Early Wednesday morning, graffiti artist, hacker, and vandal KATSU used a DJI Phantom drone equipped with a can of spray paint to deface Jenner’s face on the large Calvin Klein Jeans billboard located at the intersection of Houston Street and Lafayette Street in New York. The illegal act was caught on camera and shared on YouTube.
Clearly, this opens a door to a potentially unwelcome world for billboard advertisers – and anyone who has reason to fear that a once hard-to-reach place may now be accessible to mischievous vandals with access to the right technology.
KATSU’s defacing of the Calvin Klein billboard is far from a surprise. Last April, he unveiled a spray-paint-wielding drone and the paintings he created with it. At the time, KATSU said one of the reasons he used the drone to paint was to raise awareness of how machines may transform art.

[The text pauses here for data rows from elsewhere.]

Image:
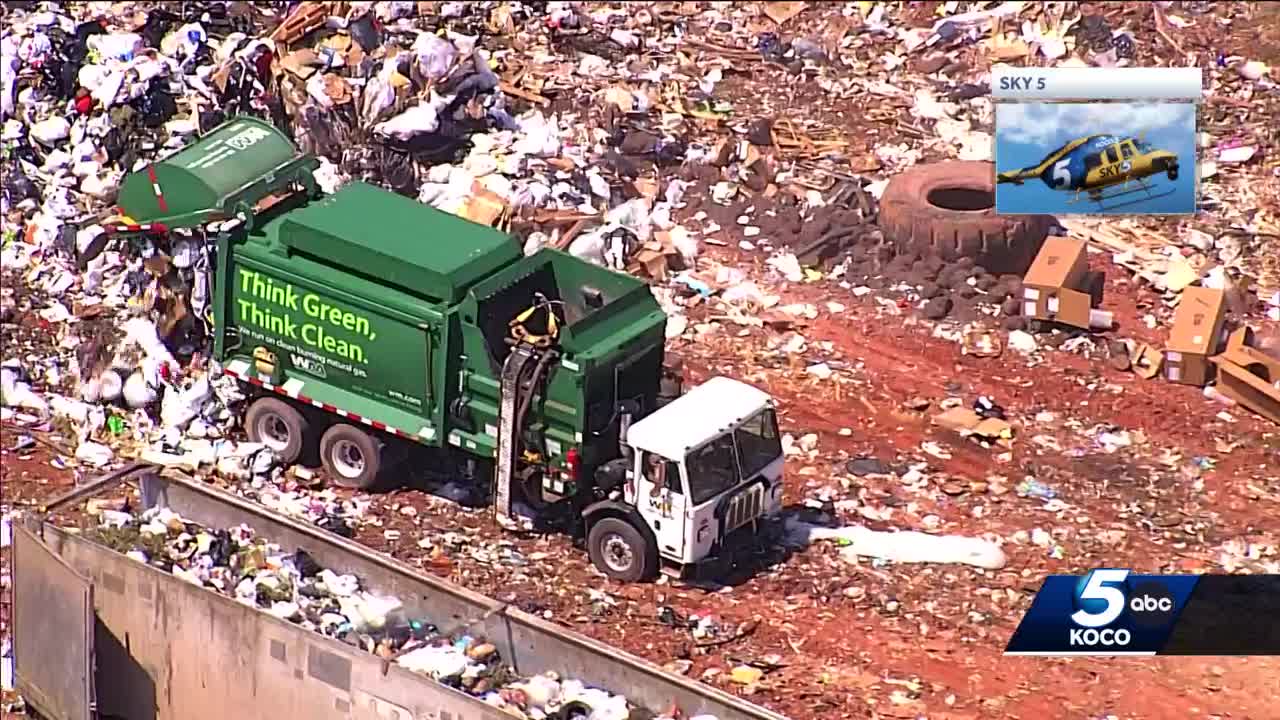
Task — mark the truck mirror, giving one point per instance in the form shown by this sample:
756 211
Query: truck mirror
629 408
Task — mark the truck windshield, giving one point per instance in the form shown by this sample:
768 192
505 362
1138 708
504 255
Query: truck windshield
727 460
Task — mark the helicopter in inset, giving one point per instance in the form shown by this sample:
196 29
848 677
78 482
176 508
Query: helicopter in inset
1093 164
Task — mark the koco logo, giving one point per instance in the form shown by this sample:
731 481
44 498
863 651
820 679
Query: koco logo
1102 597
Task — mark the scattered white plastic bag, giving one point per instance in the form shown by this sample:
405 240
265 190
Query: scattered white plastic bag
435 661
906 546
435 55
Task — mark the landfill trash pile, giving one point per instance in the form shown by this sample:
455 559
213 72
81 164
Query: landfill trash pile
295 587
735 155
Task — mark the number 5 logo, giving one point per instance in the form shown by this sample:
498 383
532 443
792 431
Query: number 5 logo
1097 588
1061 176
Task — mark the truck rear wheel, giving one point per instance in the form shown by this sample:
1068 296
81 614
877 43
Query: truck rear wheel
351 456
278 425
621 551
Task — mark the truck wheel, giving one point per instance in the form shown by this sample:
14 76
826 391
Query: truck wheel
351 456
278 425
621 551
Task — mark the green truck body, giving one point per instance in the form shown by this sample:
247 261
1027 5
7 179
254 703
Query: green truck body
388 309
366 322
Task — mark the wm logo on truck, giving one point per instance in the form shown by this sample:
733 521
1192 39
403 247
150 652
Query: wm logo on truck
307 365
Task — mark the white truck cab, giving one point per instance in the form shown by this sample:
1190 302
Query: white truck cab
703 466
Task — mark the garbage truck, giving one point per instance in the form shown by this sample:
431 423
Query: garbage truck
364 324
101 632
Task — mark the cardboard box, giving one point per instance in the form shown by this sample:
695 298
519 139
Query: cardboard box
1197 335
1057 286
1248 376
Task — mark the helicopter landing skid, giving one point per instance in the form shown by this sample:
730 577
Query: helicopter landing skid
1124 190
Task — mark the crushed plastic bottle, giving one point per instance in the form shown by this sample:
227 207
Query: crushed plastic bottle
1031 487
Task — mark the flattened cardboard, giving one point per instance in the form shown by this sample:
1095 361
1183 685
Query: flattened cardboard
1249 376
1057 285
1060 263
1073 308
1197 333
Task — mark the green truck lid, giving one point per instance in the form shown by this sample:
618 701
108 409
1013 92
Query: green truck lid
398 241
232 168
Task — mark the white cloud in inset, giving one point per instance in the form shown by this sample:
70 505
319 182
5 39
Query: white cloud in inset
1055 123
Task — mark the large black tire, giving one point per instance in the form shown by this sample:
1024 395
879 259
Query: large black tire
949 210
351 456
621 551
278 425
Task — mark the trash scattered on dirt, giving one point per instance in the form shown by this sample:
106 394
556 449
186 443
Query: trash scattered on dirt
709 150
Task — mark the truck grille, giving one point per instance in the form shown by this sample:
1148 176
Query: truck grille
746 506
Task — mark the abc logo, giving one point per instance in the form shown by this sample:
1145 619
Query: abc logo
1101 598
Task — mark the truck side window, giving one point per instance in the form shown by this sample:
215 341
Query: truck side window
663 474
713 469
758 442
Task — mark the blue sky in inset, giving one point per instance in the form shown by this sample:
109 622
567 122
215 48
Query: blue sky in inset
1028 131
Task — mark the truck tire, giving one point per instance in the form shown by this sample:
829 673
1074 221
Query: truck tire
278 425
351 456
949 210
621 551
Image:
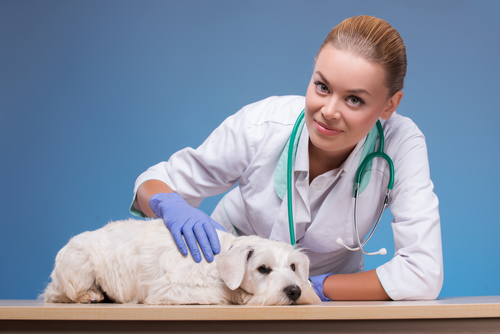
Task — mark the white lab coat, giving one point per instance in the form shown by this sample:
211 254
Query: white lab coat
245 149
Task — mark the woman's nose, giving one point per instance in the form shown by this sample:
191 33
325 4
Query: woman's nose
331 109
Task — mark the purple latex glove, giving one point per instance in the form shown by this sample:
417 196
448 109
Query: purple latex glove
184 220
318 286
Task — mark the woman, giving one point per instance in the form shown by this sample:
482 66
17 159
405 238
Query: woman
357 80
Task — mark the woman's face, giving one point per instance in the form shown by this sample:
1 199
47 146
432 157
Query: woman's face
344 100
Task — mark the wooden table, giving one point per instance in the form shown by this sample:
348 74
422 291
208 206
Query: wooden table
446 315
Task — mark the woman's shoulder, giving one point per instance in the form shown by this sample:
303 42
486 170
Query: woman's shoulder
399 127
280 110
402 134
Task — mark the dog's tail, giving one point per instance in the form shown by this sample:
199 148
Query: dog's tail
53 294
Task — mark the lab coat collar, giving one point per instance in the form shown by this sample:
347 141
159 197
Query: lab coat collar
302 160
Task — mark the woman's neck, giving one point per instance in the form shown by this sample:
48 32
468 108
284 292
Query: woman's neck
321 161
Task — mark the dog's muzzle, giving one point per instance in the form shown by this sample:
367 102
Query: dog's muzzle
293 292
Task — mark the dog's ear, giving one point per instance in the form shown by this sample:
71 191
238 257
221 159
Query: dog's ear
231 265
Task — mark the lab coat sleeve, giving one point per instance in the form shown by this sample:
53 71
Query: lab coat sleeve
416 271
212 168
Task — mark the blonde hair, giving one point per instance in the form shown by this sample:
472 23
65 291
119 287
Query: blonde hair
376 41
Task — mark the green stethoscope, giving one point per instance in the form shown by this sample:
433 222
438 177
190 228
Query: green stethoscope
357 181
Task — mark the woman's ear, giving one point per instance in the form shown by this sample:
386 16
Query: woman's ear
392 105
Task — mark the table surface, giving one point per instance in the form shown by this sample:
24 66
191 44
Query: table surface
443 308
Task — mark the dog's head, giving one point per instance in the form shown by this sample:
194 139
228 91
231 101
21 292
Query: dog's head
274 272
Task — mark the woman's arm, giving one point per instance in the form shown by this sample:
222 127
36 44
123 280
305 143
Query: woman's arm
359 286
144 193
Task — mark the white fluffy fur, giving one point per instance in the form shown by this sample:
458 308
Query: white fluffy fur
136 261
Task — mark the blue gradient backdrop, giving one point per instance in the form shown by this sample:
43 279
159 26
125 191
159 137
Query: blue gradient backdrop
94 92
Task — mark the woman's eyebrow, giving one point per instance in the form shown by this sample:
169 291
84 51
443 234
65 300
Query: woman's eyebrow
323 78
355 91
358 91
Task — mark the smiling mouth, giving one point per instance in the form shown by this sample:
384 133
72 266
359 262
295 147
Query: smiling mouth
327 130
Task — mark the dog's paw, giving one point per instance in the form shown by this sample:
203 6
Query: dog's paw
90 296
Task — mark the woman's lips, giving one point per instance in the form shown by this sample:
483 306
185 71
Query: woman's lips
327 130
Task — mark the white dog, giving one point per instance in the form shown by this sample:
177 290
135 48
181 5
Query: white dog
136 261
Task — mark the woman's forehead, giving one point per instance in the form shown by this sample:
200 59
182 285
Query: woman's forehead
347 71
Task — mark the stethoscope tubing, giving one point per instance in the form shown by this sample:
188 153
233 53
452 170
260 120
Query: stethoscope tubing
357 180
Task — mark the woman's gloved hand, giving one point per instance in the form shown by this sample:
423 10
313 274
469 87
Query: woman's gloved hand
182 219
318 286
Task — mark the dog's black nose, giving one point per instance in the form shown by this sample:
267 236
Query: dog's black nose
293 292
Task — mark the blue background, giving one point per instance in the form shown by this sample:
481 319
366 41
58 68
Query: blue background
92 93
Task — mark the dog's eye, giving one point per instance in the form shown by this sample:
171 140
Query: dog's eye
264 270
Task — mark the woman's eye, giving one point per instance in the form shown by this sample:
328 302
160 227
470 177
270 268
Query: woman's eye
354 100
321 87
264 270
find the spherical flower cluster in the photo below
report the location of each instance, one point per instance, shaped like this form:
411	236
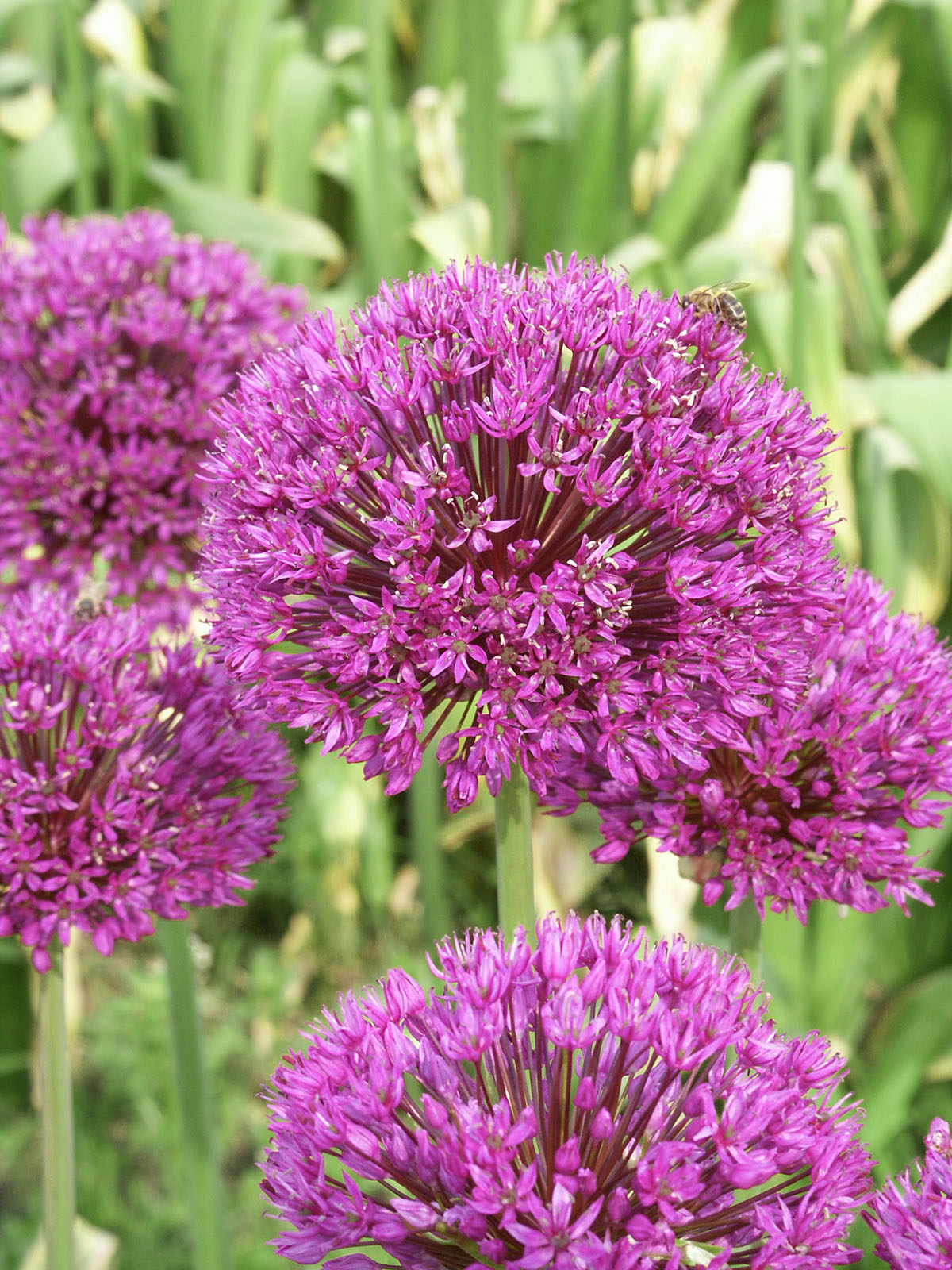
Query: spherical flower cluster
114	340
914	1219
131	780
816	803
532	510
596	1103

“What does it mean that I’m able to be throwing these strokes up and across a canvas that is 30 feet wide and is suspended 25 feet in the air?” he asked.
At the time, KATSU admitted to pondering the tagging possibilities of this drone: “I do have this little video game-inspired fantasy of lying in my bed, sending my drones out my bedroom window, having them render my tags all over the city and then flying back home to me, like, in my bed.”
It seems he took a step toward realizing that fantasy by tagging Jenner’s face. “It turned out surprisingly well,” he told Wired. “It’s exciting to see its first potential use as a device for vandalism.”
KATSU said he plans to release a user-friendly version of his graffiti drone “very soon.”